Bu sözler, bana Nazım Hikmet'in "Yaşamayı ciddiye alacaksın" dizelerini hatırlatıyor. Ancak buradaki "hayatta zevk almak" ifadesi, çılgınca eğlenmek anlamında değil; aksine, pasif ve monoton bir yaşamı reddetmeyi ve her anın hakkını vererek yaşamayı vurguluyor. Kahramanımız Watanabe, tam aydınlanma anını, bir doğum günü kutlamasının ortasında deneyimliyor ki bu, yönetmenin ince bir dokunuşu olarak karşımıza çıkıyor. Bu temayla ilgili pek çok film çekilse de (bkz. 'the bucket list'), hepsinin ilham kaynağı bu film olmalı.
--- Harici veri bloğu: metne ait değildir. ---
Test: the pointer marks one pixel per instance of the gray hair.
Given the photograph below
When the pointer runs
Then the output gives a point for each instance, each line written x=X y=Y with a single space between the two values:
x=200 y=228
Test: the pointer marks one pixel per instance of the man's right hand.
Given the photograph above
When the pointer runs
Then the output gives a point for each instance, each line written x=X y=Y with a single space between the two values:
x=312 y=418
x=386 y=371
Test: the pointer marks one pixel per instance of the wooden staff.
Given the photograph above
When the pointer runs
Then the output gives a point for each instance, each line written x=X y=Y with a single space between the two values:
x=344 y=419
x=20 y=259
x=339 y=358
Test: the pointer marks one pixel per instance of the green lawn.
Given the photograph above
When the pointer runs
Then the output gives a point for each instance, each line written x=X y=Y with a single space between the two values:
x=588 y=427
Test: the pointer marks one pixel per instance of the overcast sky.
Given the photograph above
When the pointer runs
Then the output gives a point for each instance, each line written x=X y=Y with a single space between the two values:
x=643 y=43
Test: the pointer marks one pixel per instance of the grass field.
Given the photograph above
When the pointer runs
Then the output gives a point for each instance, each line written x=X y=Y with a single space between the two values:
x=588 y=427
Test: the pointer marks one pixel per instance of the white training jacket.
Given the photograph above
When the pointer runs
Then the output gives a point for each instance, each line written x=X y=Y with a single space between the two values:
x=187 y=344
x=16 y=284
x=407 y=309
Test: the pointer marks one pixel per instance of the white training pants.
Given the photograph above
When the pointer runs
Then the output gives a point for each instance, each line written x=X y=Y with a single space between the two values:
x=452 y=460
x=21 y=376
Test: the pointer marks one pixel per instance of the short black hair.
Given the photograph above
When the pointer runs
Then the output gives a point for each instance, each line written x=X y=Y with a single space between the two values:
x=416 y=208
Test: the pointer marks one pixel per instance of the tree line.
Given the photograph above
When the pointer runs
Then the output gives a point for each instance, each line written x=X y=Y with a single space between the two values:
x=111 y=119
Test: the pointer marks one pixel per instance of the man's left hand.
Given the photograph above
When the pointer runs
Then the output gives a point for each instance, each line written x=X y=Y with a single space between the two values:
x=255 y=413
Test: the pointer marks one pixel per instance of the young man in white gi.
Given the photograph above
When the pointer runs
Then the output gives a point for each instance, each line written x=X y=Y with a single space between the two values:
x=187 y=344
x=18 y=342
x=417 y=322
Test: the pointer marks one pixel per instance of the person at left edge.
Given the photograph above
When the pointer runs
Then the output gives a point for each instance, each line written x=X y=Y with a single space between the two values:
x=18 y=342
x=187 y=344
Tüm bu olumlu yönlerine rağmen, 1952 yapımı bu eski filmi izlemek zaman zaman sıkıcı olabiliyor. Üstelik başrol oyuncusunun rolunun hakkini vererek ağır ve tekdüze konuşma tarzı, izleyici için zorlayıcı bir deneyim yaratabiliyor. özel bir ilginiz yoksa, filmin yarısında bırakma ihtimaliniz yüksek. Film notum: 7/10
Manbiki kazoku (2018)
Koreeda Hirokazu'nun yönetmen koltuğunda oturduğu 2018 yapımı 'Manbiki Kazoku', adeta bir başka başarı hikayesi. Daha önce bu platformda Koreeda'nın 'Aruitemo Aruitemo' ve 'Dare mo Shiranai' filmlerinden bahsetmiştim. İngilizce adı 'Shoplifters' olan 'Manbiki Kazoku' ise, adından da anlaşılacağı üzere, mağazalardan hırsızlık yapan bir ailenin öyküsünü ele alıyor.
Koreeda'nın diğer filmlerinde olduğu gibi, bu film de akıcı bir dramın izlerini taşıyor. Filmde, belirgin bir mesaj verme çabası göze çarpıyor; ancak bu, derinlemesine işlenmek yerine, daha yüzeysel ve ham bir biçimde ele alınıyor. Yoksulluk içinde bir yandan mutluluğu kucaklayan ailenin hikayesi, gerçek dışı bir kurguyla sunuluyor. Yine de, başta da belirttiğim gibi, film oldukça sürükleyici.
Bu filmi, geçtiğimiz Kasım ayında Sendai'de bir sempozyumda tanıştığım İranlı bir arkadaşın öneri listesinden seçtim. Listedeki diger filmleri de izledikce kisaca izlenimlerimi paylasmayi dusunuyorum. 'Manbiki Kazoku', Altın Palmiye ödülünün yanı sıra Akademi Ödülleri'ne de aday gösteriliyor. Film için notum 7 ile 8 arasında değişiyor, ancak güçlü bir 7/10, zayıf bir 8'e tercih edilebilir.